Floris’ work combines homemade musical circuits with abandoned projection technologies. Manifesting as audiovisual installations, expanded cinema performances and music releases, Vanhoof’s work involves the translation of media forms from medium to medium in order to explore how perception operates and the ways in which new perspectives can appear.

 

In his multi-media work, Fluid Computer, a rotating loudspeaker acts as a cybernetic monolith, projecting digitally filtered noise.

“This installation uses the digital noise, such as the computer code that flows through our internet cables, as raw material. By filtering these information pulses and feeding them back to the input the sound is coloured and we seem to recognize a pattern in the noise. What normally happens behind the scenes of our computer is scattered here in space by the rotating Leslie loudspeaker.”

The title of this work is inspired by a passage from the book ‘The Pattern on the Stone’ by inventor W. Daniel Hillis. The word ‘computer’ usually refers to an electronic digital device.

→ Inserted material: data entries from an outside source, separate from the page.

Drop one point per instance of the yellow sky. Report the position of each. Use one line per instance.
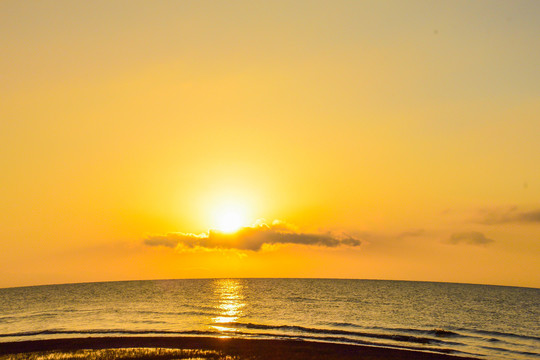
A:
(395, 140)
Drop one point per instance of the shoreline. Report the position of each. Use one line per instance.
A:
(243, 348)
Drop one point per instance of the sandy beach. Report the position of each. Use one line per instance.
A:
(222, 348)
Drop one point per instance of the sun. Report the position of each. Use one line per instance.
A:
(229, 218)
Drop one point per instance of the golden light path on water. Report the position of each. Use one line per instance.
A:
(231, 301)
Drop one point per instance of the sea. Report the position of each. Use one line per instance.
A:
(482, 321)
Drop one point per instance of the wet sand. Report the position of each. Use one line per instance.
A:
(228, 347)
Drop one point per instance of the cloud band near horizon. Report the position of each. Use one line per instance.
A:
(251, 238)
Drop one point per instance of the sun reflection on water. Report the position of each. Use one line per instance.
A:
(231, 301)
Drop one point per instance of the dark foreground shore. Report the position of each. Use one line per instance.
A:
(228, 348)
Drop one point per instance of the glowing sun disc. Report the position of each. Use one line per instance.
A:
(229, 219)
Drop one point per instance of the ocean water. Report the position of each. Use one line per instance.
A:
(491, 322)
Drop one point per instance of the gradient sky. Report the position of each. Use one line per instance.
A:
(390, 139)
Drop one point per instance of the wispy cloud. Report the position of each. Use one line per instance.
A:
(512, 215)
(470, 238)
(251, 238)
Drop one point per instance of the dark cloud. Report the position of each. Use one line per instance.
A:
(251, 238)
(510, 216)
(471, 238)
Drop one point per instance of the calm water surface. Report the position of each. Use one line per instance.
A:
(491, 322)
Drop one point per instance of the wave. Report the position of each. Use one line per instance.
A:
(435, 332)
(302, 329)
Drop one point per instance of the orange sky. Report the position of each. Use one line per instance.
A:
(392, 140)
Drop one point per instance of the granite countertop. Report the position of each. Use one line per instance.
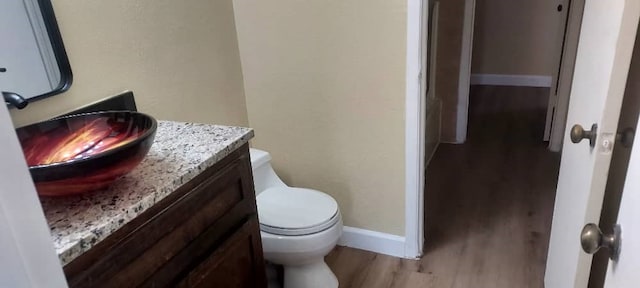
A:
(180, 152)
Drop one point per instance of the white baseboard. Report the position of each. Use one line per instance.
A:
(511, 80)
(381, 243)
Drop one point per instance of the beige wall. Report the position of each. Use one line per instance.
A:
(516, 37)
(180, 58)
(325, 90)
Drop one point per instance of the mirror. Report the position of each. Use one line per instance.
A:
(33, 61)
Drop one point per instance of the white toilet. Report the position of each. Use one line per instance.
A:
(298, 226)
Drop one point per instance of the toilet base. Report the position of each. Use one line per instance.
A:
(313, 275)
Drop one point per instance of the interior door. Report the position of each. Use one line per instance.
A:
(602, 64)
(624, 271)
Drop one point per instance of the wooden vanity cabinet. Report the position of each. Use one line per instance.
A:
(205, 234)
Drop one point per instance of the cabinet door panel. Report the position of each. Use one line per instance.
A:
(236, 264)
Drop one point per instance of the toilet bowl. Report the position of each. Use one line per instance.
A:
(299, 226)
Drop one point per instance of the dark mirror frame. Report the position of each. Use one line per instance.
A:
(66, 77)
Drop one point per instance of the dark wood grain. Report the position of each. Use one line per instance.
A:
(231, 261)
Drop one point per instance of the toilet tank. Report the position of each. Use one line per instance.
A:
(264, 176)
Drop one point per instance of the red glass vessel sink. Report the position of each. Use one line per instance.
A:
(85, 152)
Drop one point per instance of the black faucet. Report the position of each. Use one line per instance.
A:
(14, 99)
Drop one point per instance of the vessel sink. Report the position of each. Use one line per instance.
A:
(85, 152)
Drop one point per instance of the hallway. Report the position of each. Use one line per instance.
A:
(488, 204)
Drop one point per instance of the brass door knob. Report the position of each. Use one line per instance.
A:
(578, 134)
(592, 239)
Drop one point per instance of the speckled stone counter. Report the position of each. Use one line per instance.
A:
(180, 152)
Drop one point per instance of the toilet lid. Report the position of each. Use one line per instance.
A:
(295, 211)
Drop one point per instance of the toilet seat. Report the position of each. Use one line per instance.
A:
(292, 211)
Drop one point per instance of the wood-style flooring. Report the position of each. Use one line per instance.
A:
(488, 204)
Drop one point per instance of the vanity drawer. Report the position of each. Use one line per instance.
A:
(169, 239)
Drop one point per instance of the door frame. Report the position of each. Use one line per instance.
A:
(415, 122)
(565, 77)
(30, 259)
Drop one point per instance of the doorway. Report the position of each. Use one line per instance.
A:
(489, 201)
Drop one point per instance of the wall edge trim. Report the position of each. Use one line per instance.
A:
(374, 241)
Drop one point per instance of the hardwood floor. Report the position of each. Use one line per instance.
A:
(489, 204)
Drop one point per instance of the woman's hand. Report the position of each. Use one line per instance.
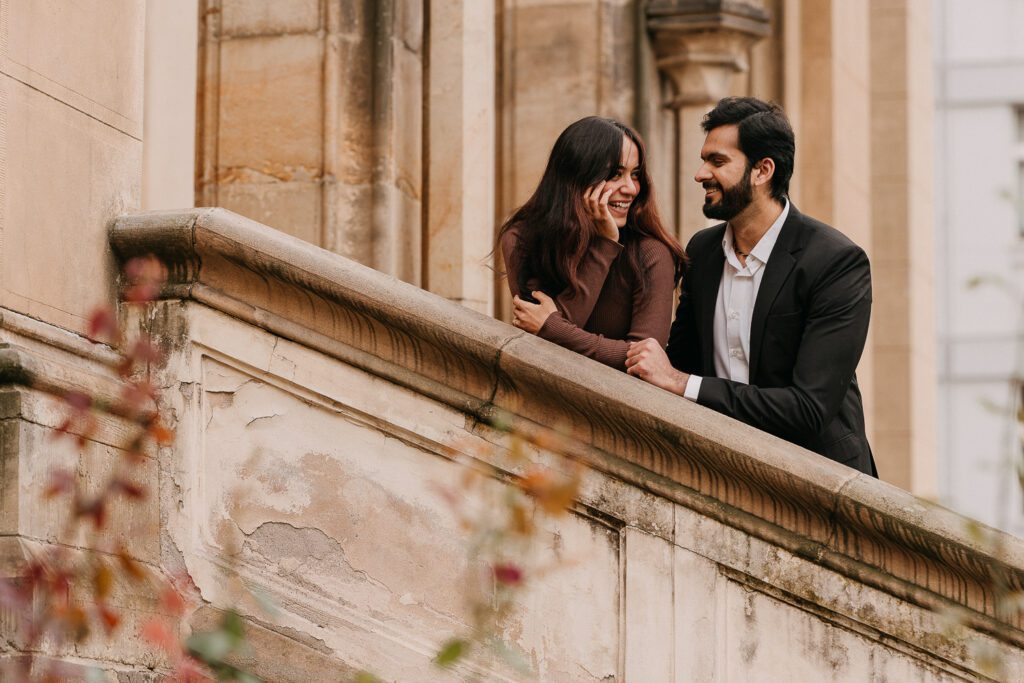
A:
(597, 205)
(530, 316)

“In The Pattern on the Stone, I learned about the existence of computers in which water flows instead of electrons. This ‘liquid computer’ serves as a source of inspiration for deconstructing the ubiquitous algorithmic machine, and for new technologies to be revived through untracked sidetracks.”

 

In Talking Gongs, two resonating gongs hang in two cubical frames functioning like loudspeaker membranes, translating pre-recorded vibrations into sound. These waves originate in small electronic circuits before being translated outwards by the large physical objects. As the signal alternates between both gongs, the disk shapes seem to communicate with each other.

“With this installation, I found a way to translate the electronic sounds that I play on homemade musical circuits to a gallery/ installation context. The vibrations make reverb while travelling through the shiny metal alloy of the gongs, which enhances our spatial sense of the two-dimensional disks floating in the cubes.”

 

Opens – Wednesday 7 November, 5.30pm (w. refreshments from Liberty Breweries)
Hours – Tuesday – Saturday, 12.00pm – 4.00pm.